The New York Times omitted critical context in reporting on a recently enacted Arkansas law that requires doctors to determine whether a person is choosing an abortion based on sex preference -- an approach based on the false premise that the practice is widespread.
On March 30, Arkansas enacted a law requiring medical providers to ask a patient seeking an abortion whether she knows the sex of the fetus. If she does, she must be informed that sex-selective abortions are prohibited, and the doctor must also have access to her complete pregnancy history. In describing this legislation, the Times failed to include critical context about so-called “sex-selective” abortions -- a term used by anti-choice legislators as justification to restrict abortion even though there is little scientific evidence supporting the necessity of a ban on the practice. The Times also failed to mention that “sex-selective” abortion bans could have discriminatory effects on Asian Americans because of assumptions about their preferences based on stereotypes, which could effectively deny them access to abortion.
Instead, the Times wrote only that Arkansas is the eighth state to enact a “sex-selective” abortion ban, explaining that such abortions “occur most frequently where there is a strong gender bias that manifests in a preference for sons.” The lack of clarification helps perpetuate a harmful anti-abortion myth that has been frequently parroted in right-wing media.
In the United States, anti-choice legislators often rely on the myth that “sex-selective” abortions are a common practice to justify further restricting access to abortion. In reality, “sex-selective” abortions are rare in the United States. Despite right-wing and anti-choice allegations that protections are needed against so-called “sex-selective” abortions, these bans have no basis in scientific research or the medical practices of abortion providers. In a study conducted in Illinois and Pennsylvania following the enactment of “sex-selective” abortion bans in those states, researchers found that “the bans were not associated with changes in sex ratios at birth.”
Nevertheless, anti-choice lawmakers -- and in particular, those behind the Arkansas bill -- allege that such bans are necessary to protect against sex discrimination and prevent an imbalance of the gender ratio. Setting aside the fact that Arkansas’ population in 2015 was 50.9 percent female, as Vice News explained, “sex-selection abortions aren’t necessarily responsible for distorted gender ratios. Because there are multiple ways to ensure a fetus is a certain gender — for instance, parents are legally able to choose a fetus’s sex during in-vitro fertilization — it’s impossible to pinpoint why there might be more male babies born than female.”

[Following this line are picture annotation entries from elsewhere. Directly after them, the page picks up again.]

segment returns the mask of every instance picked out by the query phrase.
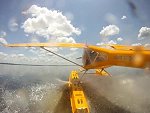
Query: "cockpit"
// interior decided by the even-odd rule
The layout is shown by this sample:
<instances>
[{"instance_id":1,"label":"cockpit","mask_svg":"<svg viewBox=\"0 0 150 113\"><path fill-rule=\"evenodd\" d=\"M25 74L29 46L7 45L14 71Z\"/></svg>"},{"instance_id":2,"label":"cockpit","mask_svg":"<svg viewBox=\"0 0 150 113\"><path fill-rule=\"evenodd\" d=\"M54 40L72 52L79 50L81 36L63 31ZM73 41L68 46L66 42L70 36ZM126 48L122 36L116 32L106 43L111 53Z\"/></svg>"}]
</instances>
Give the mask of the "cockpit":
<instances>
[{"instance_id":1,"label":"cockpit","mask_svg":"<svg viewBox=\"0 0 150 113\"><path fill-rule=\"evenodd\" d=\"M96 52L91 49L85 49L83 54L83 65L91 65L95 62L103 62L108 59L108 55L104 52Z\"/></svg>"}]
</instances>

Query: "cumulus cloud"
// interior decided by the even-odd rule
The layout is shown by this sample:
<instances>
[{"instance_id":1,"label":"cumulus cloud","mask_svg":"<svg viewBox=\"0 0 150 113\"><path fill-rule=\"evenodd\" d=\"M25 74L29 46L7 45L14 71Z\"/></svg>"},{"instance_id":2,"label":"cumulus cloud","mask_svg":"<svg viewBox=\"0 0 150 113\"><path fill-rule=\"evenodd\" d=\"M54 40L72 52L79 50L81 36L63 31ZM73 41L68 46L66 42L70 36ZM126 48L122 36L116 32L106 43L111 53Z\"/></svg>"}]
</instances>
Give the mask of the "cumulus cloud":
<instances>
[{"instance_id":1,"label":"cumulus cloud","mask_svg":"<svg viewBox=\"0 0 150 113\"><path fill-rule=\"evenodd\" d=\"M11 18L8 22L9 30L15 32L15 31L18 30L18 27L19 27L19 25L18 25L17 19L16 18Z\"/></svg>"},{"instance_id":2,"label":"cumulus cloud","mask_svg":"<svg viewBox=\"0 0 150 113\"><path fill-rule=\"evenodd\" d=\"M119 37L119 38L117 38L117 41L121 42L121 41L123 41L123 38Z\"/></svg>"},{"instance_id":3,"label":"cumulus cloud","mask_svg":"<svg viewBox=\"0 0 150 113\"><path fill-rule=\"evenodd\" d=\"M119 34L119 28L116 25L109 25L106 27L103 27L103 30L100 31L100 36L107 37L112 36L115 34Z\"/></svg>"},{"instance_id":4,"label":"cumulus cloud","mask_svg":"<svg viewBox=\"0 0 150 113\"><path fill-rule=\"evenodd\" d=\"M74 15L71 12L66 12L64 14L68 20L73 20L74 19Z\"/></svg>"},{"instance_id":5,"label":"cumulus cloud","mask_svg":"<svg viewBox=\"0 0 150 113\"><path fill-rule=\"evenodd\" d=\"M126 18L127 18L126 16L122 16L122 17L121 17L122 20L124 20L124 19L126 19Z\"/></svg>"},{"instance_id":6,"label":"cumulus cloud","mask_svg":"<svg viewBox=\"0 0 150 113\"><path fill-rule=\"evenodd\" d=\"M4 38L0 38L0 44L7 44L7 41Z\"/></svg>"},{"instance_id":7,"label":"cumulus cloud","mask_svg":"<svg viewBox=\"0 0 150 113\"><path fill-rule=\"evenodd\" d=\"M5 31L0 31L0 37L4 38L6 37L7 33Z\"/></svg>"},{"instance_id":8,"label":"cumulus cloud","mask_svg":"<svg viewBox=\"0 0 150 113\"><path fill-rule=\"evenodd\" d=\"M150 38L150 28L142 27L138 34L139 39Z\"/></svg>"},{"instance_id":9,"label":"cumulus cloud","mask_svg":"<svg viewBox=\"0 0 150 113\"><path fill-rule=\"evenodd\" d=\"M57 10L32 5L26 14L31 14L31 18L28 18L22 26L26 33L34 33L44 37L66 37L81 33L80 29L75 28L62 12Z\"/></svg>"}]
</instances>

The Arkansas law itself is titled “An Act to Create the Sex Discrimination By Abortion Prohibition Act” -- suggesting that lawmakers are banning a form of sex discrimination. As Slate explained, however, anti-abortion groups have long employed this “kinda-sorta feminist” framing to justify their support for banning “sex-selective” abortions when in reality, “sex-selective abortion in the United States appears to be — you guessed it! — extremely, extremely rare.” Romper called the law “a deceptive masterpiece of legislative word-smithing” in its co-option of gender discrimination as a justification for its anti-choice purpose. For example, the Arkansas law states that “victims of sex-selection abortion are overwhelming female,” yet it offers no data or statistics on “sex-selective” abortions supposedly occurring in the United States.
Beyond failing to clarify the fraudulent basis of “sex-selective” abortion bans, the Times also gave a platform to the Arkansas bill’s sponsor -- Republican Rep. Charlie Collins -- to promote racist stereotypes about non-white childbearers. Collins told the Times that the one-child policy in China prompted him to sponsor the bill, even though he had no evidence of sex-selective abortions occurring in Arkansas, or even in the United States. In fact, as a 2016 report from the Guttmacher Institute explained “in the United States, there is limited and inconclusive evidence that immigrants from [East and South Asia] -- or anywhere else -- are obtaining sex-selective abortions in this country.”
As Rewire noted, the Arkansas bill and others like it effectively turn Asian Americans seeking abortions into “suspects” -- particularly because the law imposes harsh penalties on any medical provider who is found in violation. Rewire further explained that Arkansas’ bill is an example of state legislators using “false stereotypes and misleading language to deny Asian American women the same access to safe, confidential, and comprehensive reproductive care as anyone else.”
By omitting critical context about the lack of evidence behind “sex-selective” abortion bans, as well as their racist underpinnings, The New York Times perpetuated and normalized harmful anti-choice misinformation that has little basis in reality.